PRESCOTT, Ariz. (AP) — Nineteen firefighters killed in a wildfire a week ago went home for the last time on Sunday, their bodies traveling in individual white hearses in a somber caravan for 125 miles through Arizona cities and towns.
The nearly five-hour-long procession began near the state Capitol in Phoenix, went through the town where the Granite Mountain Hotshots were killed and ended in the mountain community of Prescott, where they lived and will be laid to rest this week.
Thousands of people from across the state and beyond stood patiently in triple-digit temperatures in Phoenix, lined highways and overpasses along the route, and flooded the roads of downtown Prescott to pay their respect to the 19, whose deaths are the greatest loss of life for firefighters since 9/11.
They included fellow firefighters, the men’s family members, complete strangers and residents of Yarnell, the small town they died trying to save.
Those along the procession cried, they saluted, they held their hands over their hearts.
“It’s overwhelming to watch this slow procession of 19 hearses,” said a tearful Bill Morse, a Flagstaff fire captain who has been stationed in Prescott for a week helping Prescott fire deal with the tragedy. “The ceremonious air of it all. It’s heartbreaking.”
In downtown Prescott, a buslting and sometimes-rowdy area filled with bars and other businesses known as Whiskey Row grew eerily quiet as the hearses drove by, essentially stopping all activity for several minutes.
“You’ve got this tragic event that happened, you’ve got 19 hearses driving by,” said 26-year-old Jay Averitt of Prescott. “It puts reality in check.
“It was an honor to be able to watch it,” Averitt said.
Many along the route carried American flags and signs that read, “Courageous, selfless, fearless, beloved,” ”Yarnell remembers” and simply, “Heroes.”
Motorcycle escorts, honor guard members, and firefighting trucks accompanied the 19 hearses along the route.
In both Phoenix and Prescott, the procession drove under giant American flags hoisted above the street with the raised ladders of two firefighter trucks. Bagpipes played as crowds were hushed silent by the enormity of the loss.

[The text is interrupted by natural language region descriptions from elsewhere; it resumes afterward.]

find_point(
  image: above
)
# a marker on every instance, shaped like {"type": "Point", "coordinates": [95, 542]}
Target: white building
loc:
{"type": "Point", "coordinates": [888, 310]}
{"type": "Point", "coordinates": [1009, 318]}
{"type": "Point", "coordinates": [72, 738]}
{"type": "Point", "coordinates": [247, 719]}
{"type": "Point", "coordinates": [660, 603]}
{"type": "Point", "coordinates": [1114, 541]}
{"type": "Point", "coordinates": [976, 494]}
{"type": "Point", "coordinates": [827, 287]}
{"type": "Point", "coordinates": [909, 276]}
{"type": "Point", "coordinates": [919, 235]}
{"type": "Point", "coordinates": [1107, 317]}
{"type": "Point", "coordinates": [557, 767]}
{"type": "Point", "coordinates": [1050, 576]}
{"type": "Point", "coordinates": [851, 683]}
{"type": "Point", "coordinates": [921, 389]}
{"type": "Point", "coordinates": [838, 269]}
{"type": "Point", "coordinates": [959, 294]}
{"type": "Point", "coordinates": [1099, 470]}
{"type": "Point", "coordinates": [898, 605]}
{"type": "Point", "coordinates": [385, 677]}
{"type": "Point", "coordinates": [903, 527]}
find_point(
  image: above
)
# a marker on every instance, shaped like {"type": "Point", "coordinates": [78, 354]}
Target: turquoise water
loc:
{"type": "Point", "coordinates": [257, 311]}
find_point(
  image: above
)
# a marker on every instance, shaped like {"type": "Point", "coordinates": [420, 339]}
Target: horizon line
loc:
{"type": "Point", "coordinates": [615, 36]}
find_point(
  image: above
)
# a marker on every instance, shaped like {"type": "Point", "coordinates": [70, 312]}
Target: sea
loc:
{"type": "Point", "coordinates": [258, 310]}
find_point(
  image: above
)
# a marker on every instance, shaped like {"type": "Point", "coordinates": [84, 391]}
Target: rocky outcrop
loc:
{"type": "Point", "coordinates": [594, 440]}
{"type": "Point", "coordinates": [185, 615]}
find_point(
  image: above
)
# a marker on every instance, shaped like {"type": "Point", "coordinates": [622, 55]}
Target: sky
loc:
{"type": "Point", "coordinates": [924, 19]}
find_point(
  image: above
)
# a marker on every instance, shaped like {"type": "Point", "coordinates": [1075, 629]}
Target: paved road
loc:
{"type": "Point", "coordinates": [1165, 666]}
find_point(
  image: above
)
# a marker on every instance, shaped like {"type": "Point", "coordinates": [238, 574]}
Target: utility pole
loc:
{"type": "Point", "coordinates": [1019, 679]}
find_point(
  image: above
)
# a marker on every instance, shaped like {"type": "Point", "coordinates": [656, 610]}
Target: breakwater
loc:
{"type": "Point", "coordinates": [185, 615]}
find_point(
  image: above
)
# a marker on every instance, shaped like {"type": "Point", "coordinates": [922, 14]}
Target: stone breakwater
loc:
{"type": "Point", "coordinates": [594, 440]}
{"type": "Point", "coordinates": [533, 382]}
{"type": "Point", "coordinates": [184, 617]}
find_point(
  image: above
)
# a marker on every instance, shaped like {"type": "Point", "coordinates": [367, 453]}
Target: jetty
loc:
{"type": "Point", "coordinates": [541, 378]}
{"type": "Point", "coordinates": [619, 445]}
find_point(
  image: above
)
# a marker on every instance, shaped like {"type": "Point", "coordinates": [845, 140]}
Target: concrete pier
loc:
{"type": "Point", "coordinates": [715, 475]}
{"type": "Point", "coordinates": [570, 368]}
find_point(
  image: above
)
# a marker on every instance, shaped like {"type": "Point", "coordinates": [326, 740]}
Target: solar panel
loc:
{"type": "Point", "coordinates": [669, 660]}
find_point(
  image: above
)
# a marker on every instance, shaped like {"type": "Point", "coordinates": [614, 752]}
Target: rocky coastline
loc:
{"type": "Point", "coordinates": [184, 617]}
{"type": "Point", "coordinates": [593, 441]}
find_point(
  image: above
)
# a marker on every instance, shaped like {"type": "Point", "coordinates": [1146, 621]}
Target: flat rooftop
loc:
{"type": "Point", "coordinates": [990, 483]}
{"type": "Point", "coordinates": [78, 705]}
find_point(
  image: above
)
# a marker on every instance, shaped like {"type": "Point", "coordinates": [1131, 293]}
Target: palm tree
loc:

A red and white DC-3 airplane used for wildland firefighting released 19 long purple and pink ribbons overhead with each firefighter’s name on them; the ribbons drifted slowly down to the earth just before the hearses came to a stop outside the Yavapai County Medical Examiner’s Office.
Inside each hearse were the American flags that were draped over the men’s bodies at the site of their deaths in Yarnell. The flags have been with them since and will be until they’re buried. After that, the flags will be given to their families.
Family members of the firefighters watched the procession in private, away from the public and members of the media, as it passed by a massive makeshift memorial outside the fire station where the men were based in Prescott. The memorial includes hundreds of personal messages, pictures of the men, American flags, and variations on the number 19 — 19 water bottles, 19 shovels, 19 toy fire trucks surrounding a stuffed Teddy bear.
“When you think about their wives, their families and their kids, it just brings tears to your eyes,” said Lon Reiman of Scottsdale.
Reiman, who carried two small American flags in Phoenix as he waited for the procession to begin, said he has several relatives who are firefighters and thought of them once he heard the news of the deaths.
Since their fellow firefighters arrived at the scene where they were killed, the fallen firefighters have not been alone, a tradition among those in the profession in the U.S.
“Since they were discovered, they have never been out of the presence of a brother firefighter,” said Paul Bourgeois, a Phoenix-area fire chief who is acting as a spokesman in Prescott for the firefighters’ families. “From the time they were taken to the medical examiner in Phoenix, while they’re at the medical examiner’s office, when they are received in a funeral home — there will always be a brother firefighter on site with them until they are interred.
“That’s something people don’t realize. We never leave your side,” he said of the tradition. “It’s a comfort to the survivors, whether they’re families or fellow firefighters.”
The firefighters were killed a week ago in the Yarnell Hill fire, sparked by lightning on June 28. Crews were closing in on full containment after the fire destroyed more than 100 homes in Yarnell and burned about 13 square miles. The town remained evacuated but residents were expected to be allowed to return home on Monday.
The crew of Hotshots was working to build a fire line between the blaze and Yarnell when erratic winds suddenly shifted the fire’s direction, causing it to hook around the firefighters and cut off access to a ranch that was to be their safety zone.
The highly trained men were in the prime of their lives, and many left behind wives — some pregnant — and small children.
An investigation into the tragedy has found only that winds took the firefighters by surprise; more thorough findings will come much later.
A memorial service is set for Tuesday in Prescott, and then the men will be laid to rest at funerals throughout the rest of the week.